I'm getting close to finishing and glueing up a cradle for my new son, 2 weeks old now. (I was going to have it finished before he was born, but he came 4 weeks early!) I'm using some very affordable poplar as this is my first furniture project of this type. I've done decorative fences and decks for years and only basic shelving units for inside our closets previously.

So...I need some ideas for what kind of finish to put on it. My wife wants it to be pretty dark but without the red tint of cherry and some other stains. And I want some kind of protective coating via polyurethane or something suitable, but the wife doesn't want it to be too glossy looking.
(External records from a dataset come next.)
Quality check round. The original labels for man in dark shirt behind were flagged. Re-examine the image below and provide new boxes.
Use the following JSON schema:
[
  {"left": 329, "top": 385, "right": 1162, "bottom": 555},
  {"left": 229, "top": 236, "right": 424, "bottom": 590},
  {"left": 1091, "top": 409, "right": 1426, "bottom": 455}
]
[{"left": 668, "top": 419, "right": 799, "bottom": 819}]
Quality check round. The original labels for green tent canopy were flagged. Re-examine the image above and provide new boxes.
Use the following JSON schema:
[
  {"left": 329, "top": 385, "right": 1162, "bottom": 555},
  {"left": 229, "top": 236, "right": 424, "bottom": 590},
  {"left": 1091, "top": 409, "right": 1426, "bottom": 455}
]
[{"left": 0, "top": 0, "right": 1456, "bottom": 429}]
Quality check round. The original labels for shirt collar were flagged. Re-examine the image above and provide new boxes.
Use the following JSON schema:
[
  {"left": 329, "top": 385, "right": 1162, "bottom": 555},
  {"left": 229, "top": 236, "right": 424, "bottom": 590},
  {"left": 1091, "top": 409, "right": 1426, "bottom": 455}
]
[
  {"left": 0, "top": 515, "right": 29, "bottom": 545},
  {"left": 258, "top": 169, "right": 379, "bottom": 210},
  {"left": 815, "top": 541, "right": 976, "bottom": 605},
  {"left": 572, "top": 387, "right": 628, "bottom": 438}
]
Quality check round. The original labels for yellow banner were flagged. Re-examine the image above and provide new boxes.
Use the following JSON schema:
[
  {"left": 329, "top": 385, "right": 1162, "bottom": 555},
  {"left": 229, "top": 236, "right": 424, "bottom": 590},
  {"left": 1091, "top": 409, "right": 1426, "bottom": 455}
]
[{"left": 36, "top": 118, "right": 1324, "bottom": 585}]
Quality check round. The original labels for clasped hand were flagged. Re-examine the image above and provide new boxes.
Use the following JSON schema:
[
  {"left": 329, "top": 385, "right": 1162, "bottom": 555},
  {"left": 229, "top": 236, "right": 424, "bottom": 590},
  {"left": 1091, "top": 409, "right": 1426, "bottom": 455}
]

I also need to know how long to cure things before putting the little guy in it. 

Thanks in Advance,

Josh the Marine


----------



## Glenmore (Sep 10, 2004)

Josh how about a Walnut stain. And a poly satin finish dark but not to glossy. Leave it set for about a week the oder will subside. Oh and congrats to you and your wife on the new arrival.


----------



## mountain monkey (Aug 17, 2008)

That's what I was thinking really. I wonder how Minwax's polystain performs compared to applying the poly later. I grabbed a can of the walnut actually a couple of weeks ago with a mind to give it a try on some extra wood. (I'm tempted to say scrap, but I think I might get scolded from some members for even suggesting anything is scrap. I did read the "waste not want not post".

Josh the Marine


----------



## jerrymayfield (Sep 25, 2004)

The polyshades or whatever its called is one of the worst things ever put in a can. If it were me I would start with off the shelf shellac and one of the metallic dyes,such as Trans Tint in a color you like(special walnut,burnt umber,any of the browns) use some of the cut-offs of poplar and experiment. Shellac is one of the safest and fastest curing finishes available. I know you don't want your new-born exposed to any off-gassing as the finish cures. Most varnish takes about thirty days to cure.

Regards

Jerry


----------